Food Stamps For The Amish

I'm not usually a fan of Joseph Farah, for personal reasons I'll keep to myself (but that apply to my occupation, for those of you who will be nosey enough to ask!), but I think he's got it exactly right in this column:


Taylor remains under orders to try to seduce the Amish into dependency on government. His job is to persuade them to take accept money from outside the community, money, the Amish understand, that has been forcibly taken from others – stolen, in other words...

But think about the moral bankruptcy of a system that desperately seeks to entrap an independent people into dependency. I mean, even if you believe in food stamps and other wealth redistribution programs, shouldn't government's primary job be trying to get people off the dole?

...

Instead of looking at the Amish community as a success story and public assistance as a necessary evil, these Ohio state officials look at self-sufficiency, independence and a good work ethic as diseases that need treatment...

The state requires the counties to lift participation rates. They see communities not accepting food stamps as failure. They've got it exactly backwards, of course. So, poor Taylor plans to resort to small-scale advertising campaigns – maybe billboards – to reach the Amish.
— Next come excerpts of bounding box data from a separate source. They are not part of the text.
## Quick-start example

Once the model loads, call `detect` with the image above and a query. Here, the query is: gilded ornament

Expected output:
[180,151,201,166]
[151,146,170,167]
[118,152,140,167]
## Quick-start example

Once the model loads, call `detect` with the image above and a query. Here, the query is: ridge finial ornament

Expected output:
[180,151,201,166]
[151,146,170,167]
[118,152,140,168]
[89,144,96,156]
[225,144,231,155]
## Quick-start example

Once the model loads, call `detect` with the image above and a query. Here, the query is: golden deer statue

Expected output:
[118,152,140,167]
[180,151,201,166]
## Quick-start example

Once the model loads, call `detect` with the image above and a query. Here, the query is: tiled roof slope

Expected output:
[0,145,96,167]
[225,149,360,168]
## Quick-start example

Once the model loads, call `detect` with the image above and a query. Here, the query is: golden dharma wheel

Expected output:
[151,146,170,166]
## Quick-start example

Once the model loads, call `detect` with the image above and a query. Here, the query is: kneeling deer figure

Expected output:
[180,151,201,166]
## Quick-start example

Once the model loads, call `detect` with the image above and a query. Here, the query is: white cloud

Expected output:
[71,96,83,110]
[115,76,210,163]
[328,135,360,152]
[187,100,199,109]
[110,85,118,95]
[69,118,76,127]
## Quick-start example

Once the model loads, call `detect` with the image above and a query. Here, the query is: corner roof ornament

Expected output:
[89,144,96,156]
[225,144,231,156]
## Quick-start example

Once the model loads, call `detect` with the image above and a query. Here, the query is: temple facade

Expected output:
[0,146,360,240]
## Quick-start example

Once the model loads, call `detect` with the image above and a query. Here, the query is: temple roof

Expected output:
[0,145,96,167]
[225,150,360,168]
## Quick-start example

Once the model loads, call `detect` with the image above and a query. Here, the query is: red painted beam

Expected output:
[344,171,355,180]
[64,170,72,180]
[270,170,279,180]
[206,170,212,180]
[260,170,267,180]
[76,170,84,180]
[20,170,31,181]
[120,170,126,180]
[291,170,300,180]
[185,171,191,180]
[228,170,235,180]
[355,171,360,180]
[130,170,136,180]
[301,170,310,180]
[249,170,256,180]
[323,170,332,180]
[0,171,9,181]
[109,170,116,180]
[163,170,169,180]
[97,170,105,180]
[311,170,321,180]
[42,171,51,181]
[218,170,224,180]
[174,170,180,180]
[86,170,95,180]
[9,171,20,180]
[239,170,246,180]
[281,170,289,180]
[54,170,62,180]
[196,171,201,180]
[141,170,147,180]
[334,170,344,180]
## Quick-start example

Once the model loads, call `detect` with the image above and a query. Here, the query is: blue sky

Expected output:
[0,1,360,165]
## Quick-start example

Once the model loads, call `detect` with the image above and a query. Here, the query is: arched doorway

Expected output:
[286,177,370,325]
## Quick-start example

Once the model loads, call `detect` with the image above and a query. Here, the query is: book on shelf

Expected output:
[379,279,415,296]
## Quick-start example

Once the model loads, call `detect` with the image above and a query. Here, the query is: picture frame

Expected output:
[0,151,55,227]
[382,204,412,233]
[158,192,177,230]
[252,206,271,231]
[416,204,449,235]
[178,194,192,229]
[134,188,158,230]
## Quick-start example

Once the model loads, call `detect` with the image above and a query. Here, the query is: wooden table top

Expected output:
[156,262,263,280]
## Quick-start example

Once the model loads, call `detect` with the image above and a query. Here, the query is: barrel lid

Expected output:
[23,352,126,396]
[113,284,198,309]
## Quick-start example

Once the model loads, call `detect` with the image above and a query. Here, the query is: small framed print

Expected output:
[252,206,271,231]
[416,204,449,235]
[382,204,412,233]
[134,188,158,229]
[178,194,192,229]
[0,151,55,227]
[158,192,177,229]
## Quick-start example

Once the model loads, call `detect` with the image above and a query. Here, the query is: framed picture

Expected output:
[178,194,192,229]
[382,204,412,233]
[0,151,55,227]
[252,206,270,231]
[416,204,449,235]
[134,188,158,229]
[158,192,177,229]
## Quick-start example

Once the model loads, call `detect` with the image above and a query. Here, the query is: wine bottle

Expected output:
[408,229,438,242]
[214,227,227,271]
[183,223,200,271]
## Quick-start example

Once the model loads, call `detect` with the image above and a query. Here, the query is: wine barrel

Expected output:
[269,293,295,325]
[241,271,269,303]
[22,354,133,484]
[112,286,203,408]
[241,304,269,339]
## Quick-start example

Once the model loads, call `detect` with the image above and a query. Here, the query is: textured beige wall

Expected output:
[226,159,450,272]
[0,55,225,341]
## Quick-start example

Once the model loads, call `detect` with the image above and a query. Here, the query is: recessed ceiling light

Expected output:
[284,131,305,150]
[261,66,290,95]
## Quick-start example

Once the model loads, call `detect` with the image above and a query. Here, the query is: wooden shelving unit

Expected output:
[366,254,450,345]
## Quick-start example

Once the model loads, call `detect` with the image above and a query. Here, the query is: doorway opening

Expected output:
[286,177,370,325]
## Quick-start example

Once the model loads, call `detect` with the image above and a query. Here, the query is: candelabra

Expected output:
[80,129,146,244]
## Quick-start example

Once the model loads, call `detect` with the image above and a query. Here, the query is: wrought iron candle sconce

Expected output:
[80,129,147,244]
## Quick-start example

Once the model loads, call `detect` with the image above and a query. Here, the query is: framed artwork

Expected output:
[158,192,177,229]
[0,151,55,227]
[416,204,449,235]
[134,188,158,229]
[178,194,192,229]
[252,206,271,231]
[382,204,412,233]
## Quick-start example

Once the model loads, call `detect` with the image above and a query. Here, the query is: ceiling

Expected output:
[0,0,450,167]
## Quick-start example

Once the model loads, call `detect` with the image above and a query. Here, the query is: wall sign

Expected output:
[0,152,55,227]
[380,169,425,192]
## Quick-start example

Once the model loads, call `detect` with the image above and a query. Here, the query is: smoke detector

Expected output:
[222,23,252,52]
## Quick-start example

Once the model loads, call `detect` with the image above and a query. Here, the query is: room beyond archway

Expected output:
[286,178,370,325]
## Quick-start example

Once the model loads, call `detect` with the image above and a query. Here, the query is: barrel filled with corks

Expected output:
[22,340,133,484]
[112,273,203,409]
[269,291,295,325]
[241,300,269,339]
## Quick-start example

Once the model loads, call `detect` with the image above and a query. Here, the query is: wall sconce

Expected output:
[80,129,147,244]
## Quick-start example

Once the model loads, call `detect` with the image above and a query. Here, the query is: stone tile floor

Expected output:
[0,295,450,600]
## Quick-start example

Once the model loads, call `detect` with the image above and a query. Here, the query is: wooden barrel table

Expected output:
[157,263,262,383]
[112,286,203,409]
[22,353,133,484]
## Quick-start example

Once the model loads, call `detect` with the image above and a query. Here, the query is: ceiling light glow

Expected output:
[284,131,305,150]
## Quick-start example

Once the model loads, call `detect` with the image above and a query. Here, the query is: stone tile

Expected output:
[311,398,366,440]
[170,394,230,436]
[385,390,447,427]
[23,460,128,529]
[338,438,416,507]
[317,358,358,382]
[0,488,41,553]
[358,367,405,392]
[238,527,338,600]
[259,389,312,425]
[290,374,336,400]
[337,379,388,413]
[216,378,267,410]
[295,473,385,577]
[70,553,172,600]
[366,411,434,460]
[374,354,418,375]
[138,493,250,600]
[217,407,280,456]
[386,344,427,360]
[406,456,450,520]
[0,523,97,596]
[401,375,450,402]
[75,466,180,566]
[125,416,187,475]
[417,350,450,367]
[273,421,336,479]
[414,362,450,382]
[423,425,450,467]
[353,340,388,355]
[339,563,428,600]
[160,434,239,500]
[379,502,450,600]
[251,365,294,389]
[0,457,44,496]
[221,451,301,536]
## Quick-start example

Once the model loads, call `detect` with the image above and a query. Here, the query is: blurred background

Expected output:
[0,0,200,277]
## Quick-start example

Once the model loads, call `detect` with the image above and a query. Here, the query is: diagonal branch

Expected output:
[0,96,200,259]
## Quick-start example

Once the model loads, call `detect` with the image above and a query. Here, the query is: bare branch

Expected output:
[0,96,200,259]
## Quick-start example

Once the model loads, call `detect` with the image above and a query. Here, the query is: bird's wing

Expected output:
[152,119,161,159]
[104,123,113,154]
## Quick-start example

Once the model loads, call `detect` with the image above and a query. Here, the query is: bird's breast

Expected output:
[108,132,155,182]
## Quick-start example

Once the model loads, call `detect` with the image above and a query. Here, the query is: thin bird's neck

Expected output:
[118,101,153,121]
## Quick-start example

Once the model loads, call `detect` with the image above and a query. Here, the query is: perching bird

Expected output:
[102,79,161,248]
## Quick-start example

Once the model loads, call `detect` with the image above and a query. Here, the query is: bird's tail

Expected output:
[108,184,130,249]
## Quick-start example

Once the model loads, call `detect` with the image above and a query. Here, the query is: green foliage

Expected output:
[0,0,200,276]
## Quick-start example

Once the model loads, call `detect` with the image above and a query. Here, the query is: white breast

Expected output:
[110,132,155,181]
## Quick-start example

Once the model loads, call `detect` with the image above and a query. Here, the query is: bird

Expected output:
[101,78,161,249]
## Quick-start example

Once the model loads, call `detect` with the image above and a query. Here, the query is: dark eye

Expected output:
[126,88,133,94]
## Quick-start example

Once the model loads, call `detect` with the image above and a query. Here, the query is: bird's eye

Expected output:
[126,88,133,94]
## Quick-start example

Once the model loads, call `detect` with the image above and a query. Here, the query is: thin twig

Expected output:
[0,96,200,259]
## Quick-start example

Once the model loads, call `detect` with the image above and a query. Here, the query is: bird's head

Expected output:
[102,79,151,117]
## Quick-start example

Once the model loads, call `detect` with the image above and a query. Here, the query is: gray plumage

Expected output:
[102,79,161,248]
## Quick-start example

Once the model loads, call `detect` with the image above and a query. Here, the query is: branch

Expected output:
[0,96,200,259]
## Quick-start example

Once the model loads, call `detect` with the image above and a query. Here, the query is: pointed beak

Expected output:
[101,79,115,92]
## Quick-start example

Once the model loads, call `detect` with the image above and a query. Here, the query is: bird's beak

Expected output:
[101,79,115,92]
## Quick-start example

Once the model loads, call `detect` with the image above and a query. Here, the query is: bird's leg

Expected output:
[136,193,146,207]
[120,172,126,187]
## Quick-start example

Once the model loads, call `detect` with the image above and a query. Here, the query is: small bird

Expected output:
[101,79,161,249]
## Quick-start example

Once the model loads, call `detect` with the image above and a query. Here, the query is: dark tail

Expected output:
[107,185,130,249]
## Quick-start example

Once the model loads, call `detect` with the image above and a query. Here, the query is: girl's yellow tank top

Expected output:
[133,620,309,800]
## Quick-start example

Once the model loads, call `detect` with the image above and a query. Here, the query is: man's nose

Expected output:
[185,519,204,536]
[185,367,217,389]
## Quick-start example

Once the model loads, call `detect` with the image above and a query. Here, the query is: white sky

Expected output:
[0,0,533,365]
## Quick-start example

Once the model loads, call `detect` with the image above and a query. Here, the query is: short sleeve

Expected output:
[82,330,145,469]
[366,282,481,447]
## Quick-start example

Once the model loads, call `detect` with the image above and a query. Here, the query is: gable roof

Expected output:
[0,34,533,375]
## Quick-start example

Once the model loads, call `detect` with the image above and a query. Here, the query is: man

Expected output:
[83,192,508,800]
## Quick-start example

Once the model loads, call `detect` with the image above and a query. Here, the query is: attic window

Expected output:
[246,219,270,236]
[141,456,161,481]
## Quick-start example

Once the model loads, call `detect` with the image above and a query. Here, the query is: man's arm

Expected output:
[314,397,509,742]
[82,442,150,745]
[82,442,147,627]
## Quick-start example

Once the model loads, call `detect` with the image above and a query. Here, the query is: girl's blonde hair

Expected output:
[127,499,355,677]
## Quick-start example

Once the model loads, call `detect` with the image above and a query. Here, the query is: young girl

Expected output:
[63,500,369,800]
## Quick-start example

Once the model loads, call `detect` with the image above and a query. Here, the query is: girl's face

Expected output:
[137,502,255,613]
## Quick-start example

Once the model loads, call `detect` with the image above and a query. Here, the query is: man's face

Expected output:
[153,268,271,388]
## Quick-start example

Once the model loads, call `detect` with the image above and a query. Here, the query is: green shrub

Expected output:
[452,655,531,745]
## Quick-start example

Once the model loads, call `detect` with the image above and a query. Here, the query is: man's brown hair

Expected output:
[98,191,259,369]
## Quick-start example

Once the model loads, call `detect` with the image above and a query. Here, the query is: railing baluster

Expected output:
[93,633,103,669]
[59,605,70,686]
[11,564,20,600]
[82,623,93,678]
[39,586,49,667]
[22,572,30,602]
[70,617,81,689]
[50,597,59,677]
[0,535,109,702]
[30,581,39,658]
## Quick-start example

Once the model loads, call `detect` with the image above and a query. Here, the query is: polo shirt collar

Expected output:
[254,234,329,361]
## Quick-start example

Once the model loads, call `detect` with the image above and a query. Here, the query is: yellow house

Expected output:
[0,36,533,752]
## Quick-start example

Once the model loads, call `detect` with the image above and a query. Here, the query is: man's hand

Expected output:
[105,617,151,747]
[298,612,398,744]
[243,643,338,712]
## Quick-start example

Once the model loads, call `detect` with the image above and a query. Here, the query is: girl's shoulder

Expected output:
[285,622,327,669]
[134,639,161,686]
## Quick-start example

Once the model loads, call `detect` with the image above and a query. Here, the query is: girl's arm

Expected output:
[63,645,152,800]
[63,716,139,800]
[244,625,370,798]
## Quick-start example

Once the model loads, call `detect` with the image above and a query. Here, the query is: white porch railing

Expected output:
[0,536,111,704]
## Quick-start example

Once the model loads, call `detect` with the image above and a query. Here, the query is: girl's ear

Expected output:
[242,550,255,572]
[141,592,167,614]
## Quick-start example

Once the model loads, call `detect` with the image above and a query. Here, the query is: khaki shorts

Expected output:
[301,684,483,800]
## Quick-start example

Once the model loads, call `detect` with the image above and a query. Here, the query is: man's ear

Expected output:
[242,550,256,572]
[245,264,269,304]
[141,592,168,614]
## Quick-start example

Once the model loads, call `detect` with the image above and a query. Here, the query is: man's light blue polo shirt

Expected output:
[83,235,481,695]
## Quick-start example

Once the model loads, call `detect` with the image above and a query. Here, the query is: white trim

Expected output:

He's also going to suggest they use the food stamps to buy seeds and plants for gardens...

You mean people really don't need the government to help them? You mean there are really self-sufficient communities in 21st century America? You mean it's possible to live a good life without national health care? Do they know about this in Washington?


Say it ain't so, Joe.


Hat tip to Mr. Chanman of Buckhorn Road (see blogroll at left).

4 comments:

EllenK said...

In many ways this parallels the attitude about the Free Lunch programs. Yes, you have to qualify to be on the program, but once qualified there's no real importance attached to removing you from the rolls. I know a woman whose three children were on there all through school. At first she was a single mom and that was fine, she needed the help. But she married and divorced a wealthy man, getting a house, a new sports car plus court mandated child support from her first husband. The kids stayed on free lunch. She married again and the kids still stayed on the program. Why this is critical is that some colleges give points toward admission to children who were percieved as "poor" and being in the Free Lunch program is one of those indicators. Her kids all got free rides for mediocre grades and sporadic problems. It seems a little odd to me.

rightwingprof said...

It's pretty disgusting when government wants to corrupt these peoples' values.

ricki said...

This makes my head want to explode.

Not having "enough" people on food stamps is a "failure"? Um, as an American taxpayer, who has money taken out of my pocket to fund that...I'd say a hearty NO, that is NOT a failure.

Trying to make a humble group of religious folks, who have as one of their tenets not being dependent on outsiders, into another entitlement group, sucking at the government teat, a desirable thing?

I would argue quite the reverse; that people could look towards the Amish as a model of self-sufficiency; as something to aspire to (maybe not quite in the same horse-drawn carriage, no-electricity way, but I think you get what I mean).

This is so broken and so screwed up. I'm glad I don't live in Ohio any more, although I'd bet more states than Ohio have this mindset.

Wholesale Amish Furniture said...

The amish are too righteous, aelf sufficient and self respecting to take any kind of help fromt he government. The government should feel really proud about this.